In Colombo: Chulie De Silva
Tel. (94-75) 561-323
In Washington: Zita Lichtenberg
Tel. (1-202) 483-8503
WASHINGTON, May 6, 2003—Access to safe drinking water and sanitation will be improved in around 940 villages in Sri Lanka with a US$39.8 million grant approved by the World Bank today. The grant is being provided to support the Government of Sri Lanka’s commitment to provide safe drinking water and adequate sanitation to its entire population by the year 2010, and will cover areas in the North, East, Northwest and Central provinces over the next six years.
It directly supports the Government’s Rural Water Supply and Sanitation Program and will follow a “bottom-up” approach in which communities design, finance, implement and maintain their own sub-projects. It will also help the Government move ahead with transferring responsibility for allocating financial resources, providing technical support and monitoring and coordinating provincial programs in this sector, to the local government.
“Nobody has a better idea of a community’s needs and the best way to meet them, than the community members themselves,” said Toshiaki Keicho, a World Bank senior urban environment specialist and task leader for the project. “Empowering local government to better assist them will complete the picture. The Government has shown strong commitment in both areas and we are glad to be able to support a goal which will improve the quality of life of the country’s poorest people.”

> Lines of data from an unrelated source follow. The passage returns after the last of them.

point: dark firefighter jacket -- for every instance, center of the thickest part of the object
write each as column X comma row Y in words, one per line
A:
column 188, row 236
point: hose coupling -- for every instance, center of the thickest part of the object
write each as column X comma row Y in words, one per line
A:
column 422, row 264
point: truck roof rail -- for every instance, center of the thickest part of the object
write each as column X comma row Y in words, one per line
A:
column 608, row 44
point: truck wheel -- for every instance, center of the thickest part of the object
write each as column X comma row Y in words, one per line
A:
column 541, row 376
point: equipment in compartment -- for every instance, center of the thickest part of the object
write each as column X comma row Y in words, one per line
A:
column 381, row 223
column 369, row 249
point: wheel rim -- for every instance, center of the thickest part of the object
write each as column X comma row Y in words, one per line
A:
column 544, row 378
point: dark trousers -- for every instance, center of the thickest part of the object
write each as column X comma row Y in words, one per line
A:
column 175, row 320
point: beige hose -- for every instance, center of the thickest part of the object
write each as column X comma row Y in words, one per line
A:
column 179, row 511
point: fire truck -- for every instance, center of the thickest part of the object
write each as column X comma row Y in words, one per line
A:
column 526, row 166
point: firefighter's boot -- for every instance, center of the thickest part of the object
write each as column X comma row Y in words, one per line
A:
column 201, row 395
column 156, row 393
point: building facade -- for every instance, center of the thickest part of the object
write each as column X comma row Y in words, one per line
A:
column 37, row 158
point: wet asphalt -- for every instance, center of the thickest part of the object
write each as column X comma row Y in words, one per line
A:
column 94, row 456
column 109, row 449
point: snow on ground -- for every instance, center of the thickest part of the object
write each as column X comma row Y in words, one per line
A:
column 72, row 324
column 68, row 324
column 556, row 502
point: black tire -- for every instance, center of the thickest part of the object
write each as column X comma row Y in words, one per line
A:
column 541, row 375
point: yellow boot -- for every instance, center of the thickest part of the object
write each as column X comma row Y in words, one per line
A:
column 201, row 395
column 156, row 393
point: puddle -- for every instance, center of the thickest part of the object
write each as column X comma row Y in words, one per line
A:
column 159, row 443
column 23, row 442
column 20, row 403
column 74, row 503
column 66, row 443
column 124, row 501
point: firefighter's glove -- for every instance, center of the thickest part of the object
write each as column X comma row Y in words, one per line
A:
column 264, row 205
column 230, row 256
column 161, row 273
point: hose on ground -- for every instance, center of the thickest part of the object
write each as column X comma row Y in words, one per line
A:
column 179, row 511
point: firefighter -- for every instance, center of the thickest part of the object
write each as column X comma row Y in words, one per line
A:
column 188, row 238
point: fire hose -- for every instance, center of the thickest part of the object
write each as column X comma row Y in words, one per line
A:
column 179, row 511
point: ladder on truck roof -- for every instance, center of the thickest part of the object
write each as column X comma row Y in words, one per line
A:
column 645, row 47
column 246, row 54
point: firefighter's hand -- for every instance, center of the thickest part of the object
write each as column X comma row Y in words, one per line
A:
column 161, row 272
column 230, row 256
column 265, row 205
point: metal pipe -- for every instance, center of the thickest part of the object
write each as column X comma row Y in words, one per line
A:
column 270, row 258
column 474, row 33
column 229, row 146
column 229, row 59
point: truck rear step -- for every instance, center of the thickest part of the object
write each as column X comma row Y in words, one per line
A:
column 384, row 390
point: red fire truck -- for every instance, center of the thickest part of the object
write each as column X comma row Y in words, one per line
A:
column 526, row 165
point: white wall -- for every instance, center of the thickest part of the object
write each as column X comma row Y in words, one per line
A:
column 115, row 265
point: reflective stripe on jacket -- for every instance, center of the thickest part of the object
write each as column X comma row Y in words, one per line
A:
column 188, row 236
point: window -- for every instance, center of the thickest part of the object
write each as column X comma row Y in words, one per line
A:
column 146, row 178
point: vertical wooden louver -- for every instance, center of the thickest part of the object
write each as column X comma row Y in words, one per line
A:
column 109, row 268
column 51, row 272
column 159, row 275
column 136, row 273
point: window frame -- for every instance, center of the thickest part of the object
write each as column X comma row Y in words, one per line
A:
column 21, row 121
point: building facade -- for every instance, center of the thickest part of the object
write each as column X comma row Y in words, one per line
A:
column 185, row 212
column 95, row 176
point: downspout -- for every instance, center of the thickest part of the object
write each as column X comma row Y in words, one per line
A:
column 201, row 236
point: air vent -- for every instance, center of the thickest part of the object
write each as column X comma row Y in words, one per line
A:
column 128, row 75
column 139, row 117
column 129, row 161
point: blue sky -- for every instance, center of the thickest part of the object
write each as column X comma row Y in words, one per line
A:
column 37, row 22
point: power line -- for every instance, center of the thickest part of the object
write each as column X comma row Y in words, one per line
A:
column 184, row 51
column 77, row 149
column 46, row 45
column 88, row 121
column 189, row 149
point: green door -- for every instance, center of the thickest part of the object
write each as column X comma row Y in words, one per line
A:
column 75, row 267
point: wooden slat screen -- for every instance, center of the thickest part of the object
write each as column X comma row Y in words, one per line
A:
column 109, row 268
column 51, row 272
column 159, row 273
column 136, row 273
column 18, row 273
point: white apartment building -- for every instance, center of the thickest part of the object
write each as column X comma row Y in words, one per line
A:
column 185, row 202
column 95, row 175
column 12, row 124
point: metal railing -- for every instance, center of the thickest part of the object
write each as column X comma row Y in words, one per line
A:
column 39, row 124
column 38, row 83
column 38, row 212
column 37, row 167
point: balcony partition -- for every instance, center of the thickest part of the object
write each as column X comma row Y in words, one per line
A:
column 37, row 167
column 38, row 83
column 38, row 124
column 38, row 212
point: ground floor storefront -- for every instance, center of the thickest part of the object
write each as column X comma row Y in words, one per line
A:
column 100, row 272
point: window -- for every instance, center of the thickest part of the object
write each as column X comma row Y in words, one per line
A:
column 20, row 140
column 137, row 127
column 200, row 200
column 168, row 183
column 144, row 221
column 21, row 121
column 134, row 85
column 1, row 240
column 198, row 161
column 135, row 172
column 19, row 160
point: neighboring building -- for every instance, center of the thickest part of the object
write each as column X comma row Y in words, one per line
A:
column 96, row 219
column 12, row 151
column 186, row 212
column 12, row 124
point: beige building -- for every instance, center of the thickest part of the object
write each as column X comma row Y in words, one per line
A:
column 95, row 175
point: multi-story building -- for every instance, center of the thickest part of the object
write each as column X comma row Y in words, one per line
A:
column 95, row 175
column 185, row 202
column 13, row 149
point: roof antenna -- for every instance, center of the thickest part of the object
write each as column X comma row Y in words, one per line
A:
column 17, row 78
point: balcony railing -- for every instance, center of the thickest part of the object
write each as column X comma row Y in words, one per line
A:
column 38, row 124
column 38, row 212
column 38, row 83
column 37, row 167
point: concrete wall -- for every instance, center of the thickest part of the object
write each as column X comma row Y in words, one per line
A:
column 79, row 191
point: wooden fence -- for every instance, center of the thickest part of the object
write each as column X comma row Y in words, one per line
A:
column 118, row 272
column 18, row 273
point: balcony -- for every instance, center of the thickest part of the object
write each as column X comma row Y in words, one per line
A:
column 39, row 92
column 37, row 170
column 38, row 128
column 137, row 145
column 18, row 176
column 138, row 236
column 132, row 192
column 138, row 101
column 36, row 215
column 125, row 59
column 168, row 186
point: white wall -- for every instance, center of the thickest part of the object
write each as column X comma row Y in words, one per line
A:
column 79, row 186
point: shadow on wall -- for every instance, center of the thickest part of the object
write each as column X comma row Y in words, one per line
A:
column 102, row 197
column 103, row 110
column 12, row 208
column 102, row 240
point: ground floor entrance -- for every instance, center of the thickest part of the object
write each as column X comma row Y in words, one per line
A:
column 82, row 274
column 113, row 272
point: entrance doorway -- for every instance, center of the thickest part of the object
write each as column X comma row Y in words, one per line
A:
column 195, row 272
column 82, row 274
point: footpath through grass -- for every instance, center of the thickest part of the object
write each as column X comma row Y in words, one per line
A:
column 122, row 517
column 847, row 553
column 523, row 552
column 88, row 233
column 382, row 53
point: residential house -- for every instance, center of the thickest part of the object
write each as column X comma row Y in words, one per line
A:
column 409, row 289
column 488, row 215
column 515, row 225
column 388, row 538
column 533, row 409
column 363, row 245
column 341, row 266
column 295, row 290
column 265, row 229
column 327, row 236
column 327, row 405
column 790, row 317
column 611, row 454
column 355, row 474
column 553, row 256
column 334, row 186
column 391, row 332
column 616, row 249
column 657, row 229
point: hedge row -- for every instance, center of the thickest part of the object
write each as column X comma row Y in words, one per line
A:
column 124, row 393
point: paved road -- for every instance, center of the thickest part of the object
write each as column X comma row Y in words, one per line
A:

The Second Community Water Supply and Sanitation Project builds on the positive results of an earlier project supported by the Bank between 1992 and 1998, which benefited people in over 2500 villages in the Badulla, Ratnapura and Matara districts. The community-based approach in this sector was piloted by the first project and subsequently adopted and expanded to six new districts with the support of Asian Development Bank funding. The total cost of the second project is US$ 62.4 million, of which the Government and communities will contribute about US$ 22 million.
Only around 40 percent of people in villages and small towns in Sri Lanka have private access to safe water sources, and around 30 percent have access to a sanitary latrine, according to the 2001 Demographic and Health Survey undertaken by the Department of Census and Statistics. This data does not cover the North and East, but anecdotal evidence suggests the situation is even worse in these regions, which were affected by 20 years of civil conflict.